Lula’s Lavish Noah’s Arc to Asia: Turning the Presidency into a Luxury Travel Agency
By Hotspotnews
While hardworking Brazilians struggle to put food on the table amid skyrocketing inflation, crushing taxes, and a stagnant economy, President Luiz Inácio Lula da Silva has once again demonstrated his utter contempt for fiscal responsibility and taxpayer money.
This time, the self-proclaimed champion of the poor embarked on an eight-day extravaganza to India and South Korea (February 17–24, 2026), dragging along an absurd entourage of **10 ministers** and a staggering **315 businessmen** — a floating circus that critics are rightly calling the “Arca de Noé” of government waste.
Is Brazil now operating as a private Chamber of Commerce? Or perhaps a VIP club where politically connected executives get free first-class rides on the presidential plane, luxury accommodations, security details, and endless photo ops — all funded by the sweat of ordinary citizens?

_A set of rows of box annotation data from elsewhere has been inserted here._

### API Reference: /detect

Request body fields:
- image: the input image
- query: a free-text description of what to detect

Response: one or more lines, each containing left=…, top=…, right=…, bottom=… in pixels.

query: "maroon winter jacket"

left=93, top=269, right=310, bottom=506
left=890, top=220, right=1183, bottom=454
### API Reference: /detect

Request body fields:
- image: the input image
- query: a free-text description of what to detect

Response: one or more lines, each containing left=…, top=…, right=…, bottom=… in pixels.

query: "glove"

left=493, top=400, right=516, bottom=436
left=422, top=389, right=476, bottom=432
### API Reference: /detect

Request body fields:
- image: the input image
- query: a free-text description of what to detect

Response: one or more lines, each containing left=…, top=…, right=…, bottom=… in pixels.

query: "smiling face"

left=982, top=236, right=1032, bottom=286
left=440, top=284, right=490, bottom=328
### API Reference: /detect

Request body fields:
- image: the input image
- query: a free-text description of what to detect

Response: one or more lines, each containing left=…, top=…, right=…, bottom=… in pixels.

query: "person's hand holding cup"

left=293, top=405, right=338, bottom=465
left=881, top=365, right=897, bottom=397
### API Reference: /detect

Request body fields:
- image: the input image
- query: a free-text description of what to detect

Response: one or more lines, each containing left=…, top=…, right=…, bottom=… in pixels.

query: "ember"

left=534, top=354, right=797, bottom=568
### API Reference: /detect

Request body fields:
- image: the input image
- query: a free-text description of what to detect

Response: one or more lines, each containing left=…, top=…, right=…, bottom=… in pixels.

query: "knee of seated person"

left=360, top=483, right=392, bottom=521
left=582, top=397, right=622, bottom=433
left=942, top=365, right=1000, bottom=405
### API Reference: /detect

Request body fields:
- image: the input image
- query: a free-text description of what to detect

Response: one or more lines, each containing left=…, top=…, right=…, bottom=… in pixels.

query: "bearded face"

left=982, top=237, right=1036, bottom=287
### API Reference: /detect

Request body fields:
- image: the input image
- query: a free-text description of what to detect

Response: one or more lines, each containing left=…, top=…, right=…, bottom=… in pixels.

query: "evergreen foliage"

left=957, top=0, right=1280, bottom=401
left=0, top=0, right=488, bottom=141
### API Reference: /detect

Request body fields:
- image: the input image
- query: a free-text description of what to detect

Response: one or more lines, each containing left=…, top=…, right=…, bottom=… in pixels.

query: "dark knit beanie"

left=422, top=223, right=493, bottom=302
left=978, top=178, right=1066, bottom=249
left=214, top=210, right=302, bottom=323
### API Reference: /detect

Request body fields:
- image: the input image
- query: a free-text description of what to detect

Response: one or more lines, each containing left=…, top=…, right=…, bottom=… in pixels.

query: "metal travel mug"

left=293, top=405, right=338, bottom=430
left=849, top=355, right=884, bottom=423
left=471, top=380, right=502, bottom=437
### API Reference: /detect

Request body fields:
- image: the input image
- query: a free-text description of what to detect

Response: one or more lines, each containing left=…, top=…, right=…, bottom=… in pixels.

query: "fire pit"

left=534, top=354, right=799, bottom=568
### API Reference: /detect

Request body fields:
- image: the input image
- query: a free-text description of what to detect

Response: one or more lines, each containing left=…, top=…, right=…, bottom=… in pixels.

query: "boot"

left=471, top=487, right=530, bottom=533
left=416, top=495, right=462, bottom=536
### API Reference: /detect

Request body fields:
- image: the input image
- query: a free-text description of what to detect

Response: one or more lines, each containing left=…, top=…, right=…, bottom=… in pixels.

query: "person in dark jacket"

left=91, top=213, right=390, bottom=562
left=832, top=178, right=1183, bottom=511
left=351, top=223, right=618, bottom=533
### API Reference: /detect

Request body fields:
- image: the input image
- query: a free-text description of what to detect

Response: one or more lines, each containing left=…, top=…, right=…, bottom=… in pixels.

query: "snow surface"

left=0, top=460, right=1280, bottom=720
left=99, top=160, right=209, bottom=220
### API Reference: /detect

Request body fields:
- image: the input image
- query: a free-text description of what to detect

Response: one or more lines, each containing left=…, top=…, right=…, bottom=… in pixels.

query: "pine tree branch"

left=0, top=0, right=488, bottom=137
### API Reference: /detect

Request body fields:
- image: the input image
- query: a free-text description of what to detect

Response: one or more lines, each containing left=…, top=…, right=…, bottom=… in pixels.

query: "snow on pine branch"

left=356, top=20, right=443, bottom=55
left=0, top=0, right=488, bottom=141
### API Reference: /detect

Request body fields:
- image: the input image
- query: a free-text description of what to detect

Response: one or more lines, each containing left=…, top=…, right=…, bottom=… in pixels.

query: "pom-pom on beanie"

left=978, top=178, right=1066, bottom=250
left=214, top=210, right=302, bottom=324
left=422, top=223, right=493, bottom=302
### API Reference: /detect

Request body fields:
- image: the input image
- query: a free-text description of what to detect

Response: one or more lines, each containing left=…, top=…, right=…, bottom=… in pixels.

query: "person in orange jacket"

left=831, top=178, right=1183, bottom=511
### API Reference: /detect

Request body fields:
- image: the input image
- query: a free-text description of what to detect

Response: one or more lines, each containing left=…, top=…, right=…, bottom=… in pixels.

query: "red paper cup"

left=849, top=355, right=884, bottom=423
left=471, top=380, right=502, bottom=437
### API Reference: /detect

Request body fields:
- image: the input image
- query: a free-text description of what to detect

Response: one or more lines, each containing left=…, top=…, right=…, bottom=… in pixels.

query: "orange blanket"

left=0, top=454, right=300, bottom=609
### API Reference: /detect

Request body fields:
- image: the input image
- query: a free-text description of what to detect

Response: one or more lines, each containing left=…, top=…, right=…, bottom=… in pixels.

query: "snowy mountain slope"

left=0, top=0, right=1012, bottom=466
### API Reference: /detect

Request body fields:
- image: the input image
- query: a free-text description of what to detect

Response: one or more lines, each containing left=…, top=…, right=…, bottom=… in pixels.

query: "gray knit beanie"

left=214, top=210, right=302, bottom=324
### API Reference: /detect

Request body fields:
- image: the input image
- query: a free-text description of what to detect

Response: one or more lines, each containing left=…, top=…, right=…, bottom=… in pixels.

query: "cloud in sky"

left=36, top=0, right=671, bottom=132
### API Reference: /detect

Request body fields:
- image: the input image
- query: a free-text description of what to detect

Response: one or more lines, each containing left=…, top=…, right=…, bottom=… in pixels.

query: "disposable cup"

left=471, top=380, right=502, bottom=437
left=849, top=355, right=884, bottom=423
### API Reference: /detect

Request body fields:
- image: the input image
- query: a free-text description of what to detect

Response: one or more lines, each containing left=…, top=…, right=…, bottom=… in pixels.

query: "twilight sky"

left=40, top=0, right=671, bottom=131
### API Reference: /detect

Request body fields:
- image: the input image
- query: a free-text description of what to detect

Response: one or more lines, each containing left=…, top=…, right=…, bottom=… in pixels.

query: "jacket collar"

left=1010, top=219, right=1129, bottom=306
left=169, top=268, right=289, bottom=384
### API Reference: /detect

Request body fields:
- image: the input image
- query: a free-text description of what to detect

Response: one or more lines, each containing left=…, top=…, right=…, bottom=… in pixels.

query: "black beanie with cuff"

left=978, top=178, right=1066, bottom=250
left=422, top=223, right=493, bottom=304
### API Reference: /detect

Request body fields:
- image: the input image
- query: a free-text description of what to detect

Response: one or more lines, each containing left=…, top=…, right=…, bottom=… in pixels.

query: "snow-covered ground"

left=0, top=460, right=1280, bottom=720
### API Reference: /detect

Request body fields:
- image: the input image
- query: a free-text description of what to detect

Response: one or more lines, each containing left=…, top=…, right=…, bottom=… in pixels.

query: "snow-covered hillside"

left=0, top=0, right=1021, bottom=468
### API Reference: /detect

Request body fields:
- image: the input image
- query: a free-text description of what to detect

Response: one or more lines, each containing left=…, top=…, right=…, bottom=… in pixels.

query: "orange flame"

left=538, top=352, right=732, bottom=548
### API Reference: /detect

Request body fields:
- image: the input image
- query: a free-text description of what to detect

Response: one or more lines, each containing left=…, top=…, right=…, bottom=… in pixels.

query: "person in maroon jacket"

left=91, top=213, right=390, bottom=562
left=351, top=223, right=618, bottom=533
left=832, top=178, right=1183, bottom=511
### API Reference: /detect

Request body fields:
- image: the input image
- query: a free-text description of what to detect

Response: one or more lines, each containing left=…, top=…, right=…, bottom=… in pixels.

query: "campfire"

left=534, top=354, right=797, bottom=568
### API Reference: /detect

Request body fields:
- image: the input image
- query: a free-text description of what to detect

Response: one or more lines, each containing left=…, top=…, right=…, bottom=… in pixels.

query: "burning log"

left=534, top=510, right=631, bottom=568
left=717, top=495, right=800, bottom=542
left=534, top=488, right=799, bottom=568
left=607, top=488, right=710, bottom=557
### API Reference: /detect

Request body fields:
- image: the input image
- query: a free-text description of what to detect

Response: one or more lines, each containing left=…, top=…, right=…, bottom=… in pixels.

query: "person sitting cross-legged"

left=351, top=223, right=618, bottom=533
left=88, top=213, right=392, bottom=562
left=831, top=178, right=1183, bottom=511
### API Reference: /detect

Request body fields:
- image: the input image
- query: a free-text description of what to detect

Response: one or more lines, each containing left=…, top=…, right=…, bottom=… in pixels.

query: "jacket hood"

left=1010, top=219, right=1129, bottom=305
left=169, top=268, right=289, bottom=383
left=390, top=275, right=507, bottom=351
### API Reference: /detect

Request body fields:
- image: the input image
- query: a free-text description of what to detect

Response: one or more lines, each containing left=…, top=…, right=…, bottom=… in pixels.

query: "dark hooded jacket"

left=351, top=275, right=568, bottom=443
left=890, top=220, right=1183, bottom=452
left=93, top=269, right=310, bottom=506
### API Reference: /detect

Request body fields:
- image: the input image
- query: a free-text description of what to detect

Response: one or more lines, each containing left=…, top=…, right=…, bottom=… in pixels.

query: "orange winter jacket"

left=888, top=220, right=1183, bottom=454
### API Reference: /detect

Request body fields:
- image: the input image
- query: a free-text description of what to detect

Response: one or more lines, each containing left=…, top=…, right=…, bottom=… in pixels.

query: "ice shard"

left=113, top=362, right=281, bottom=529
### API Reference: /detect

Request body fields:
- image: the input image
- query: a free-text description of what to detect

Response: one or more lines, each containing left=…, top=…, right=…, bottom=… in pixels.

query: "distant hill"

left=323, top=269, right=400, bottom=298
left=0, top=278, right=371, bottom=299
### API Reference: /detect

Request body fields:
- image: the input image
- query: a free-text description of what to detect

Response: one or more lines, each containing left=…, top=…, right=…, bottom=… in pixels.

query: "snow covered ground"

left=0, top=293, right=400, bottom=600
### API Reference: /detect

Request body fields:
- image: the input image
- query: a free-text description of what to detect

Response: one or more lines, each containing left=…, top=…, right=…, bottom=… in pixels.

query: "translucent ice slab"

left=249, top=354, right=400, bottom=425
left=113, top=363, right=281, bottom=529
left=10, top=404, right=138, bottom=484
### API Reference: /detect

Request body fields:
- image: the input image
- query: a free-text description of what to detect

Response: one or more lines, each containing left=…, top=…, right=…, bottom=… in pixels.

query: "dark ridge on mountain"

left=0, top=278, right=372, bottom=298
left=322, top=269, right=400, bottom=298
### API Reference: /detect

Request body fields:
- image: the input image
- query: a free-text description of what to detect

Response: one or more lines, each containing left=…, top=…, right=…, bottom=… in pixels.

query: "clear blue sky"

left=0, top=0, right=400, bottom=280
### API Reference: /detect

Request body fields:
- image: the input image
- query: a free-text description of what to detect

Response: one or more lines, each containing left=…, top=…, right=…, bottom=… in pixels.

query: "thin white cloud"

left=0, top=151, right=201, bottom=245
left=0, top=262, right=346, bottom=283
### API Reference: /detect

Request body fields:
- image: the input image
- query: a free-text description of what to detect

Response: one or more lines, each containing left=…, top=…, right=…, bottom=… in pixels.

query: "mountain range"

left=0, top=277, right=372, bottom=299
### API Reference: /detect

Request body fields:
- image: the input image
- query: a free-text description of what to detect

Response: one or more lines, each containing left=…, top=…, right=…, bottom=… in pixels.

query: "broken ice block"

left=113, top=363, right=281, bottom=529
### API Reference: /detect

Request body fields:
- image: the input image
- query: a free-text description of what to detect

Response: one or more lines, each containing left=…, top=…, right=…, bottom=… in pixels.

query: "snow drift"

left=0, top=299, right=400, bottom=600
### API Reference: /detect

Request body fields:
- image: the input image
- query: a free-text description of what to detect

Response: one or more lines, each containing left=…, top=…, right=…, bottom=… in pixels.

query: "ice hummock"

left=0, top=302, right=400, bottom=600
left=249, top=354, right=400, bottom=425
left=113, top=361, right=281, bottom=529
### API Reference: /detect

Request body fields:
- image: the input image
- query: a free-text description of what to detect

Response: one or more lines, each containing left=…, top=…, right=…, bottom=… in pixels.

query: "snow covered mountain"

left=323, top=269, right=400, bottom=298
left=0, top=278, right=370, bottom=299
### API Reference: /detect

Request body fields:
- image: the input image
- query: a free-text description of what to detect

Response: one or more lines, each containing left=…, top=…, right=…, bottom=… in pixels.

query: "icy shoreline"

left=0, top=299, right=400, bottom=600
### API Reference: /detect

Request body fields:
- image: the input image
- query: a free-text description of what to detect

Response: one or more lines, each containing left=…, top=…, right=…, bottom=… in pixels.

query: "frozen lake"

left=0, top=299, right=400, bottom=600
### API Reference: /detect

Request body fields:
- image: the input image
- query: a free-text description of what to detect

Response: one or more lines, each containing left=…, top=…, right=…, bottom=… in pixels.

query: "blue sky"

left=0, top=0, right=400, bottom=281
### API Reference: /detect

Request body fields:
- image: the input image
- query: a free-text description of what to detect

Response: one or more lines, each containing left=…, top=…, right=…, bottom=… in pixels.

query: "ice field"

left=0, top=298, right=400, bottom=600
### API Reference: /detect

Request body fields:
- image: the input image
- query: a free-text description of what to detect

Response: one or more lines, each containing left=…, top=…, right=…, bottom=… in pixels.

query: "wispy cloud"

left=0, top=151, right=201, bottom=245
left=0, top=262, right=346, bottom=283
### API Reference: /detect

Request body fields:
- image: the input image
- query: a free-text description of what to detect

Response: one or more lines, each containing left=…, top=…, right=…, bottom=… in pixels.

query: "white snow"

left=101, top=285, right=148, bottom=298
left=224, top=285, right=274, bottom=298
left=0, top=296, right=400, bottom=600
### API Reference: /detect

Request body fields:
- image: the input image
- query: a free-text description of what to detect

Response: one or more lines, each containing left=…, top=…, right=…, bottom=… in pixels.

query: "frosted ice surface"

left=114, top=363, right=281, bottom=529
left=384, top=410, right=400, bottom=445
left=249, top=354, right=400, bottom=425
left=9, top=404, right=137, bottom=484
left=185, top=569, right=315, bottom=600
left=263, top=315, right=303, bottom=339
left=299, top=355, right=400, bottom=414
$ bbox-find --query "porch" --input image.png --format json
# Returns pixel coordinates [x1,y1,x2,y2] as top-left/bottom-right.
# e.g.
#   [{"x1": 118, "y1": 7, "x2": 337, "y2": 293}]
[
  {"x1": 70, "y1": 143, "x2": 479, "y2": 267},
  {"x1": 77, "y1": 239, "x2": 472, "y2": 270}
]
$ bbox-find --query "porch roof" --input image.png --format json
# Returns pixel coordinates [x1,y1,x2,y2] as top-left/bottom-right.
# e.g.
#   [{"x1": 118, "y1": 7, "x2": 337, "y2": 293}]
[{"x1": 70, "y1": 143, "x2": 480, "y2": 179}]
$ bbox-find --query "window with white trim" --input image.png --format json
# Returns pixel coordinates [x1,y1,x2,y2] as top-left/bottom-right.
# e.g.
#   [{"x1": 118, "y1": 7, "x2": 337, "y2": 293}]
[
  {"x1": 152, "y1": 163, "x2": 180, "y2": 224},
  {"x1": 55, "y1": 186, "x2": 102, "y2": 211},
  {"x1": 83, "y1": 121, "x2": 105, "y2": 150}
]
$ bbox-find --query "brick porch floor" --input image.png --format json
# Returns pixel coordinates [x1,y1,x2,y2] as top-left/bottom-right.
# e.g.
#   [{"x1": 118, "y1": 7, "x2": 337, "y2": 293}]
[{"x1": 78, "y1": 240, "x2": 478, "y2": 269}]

This is not diplomacy; this is cronyism on steroids.
Let’s call it what it is: a grotesque misuse of public funds. The Brazilian government isn’t supposed to function as a travel agency for big business elites. When private companies want to pursue deals in Asia, they buy their own tickets, book their own hotels, and hire their own security. But under Lula’s watch, the state rolls out the red carpet — literally — footing the bill for hundreds of executives to tag along on what should be a focused state visit. The agenda may include high-sounding topics like artificial intelligence, agriculture, health partnerships, rare earths/minerals cooperation, and attracting “strategic investments,” but the sheer size of this delegation screams excess and favoritism.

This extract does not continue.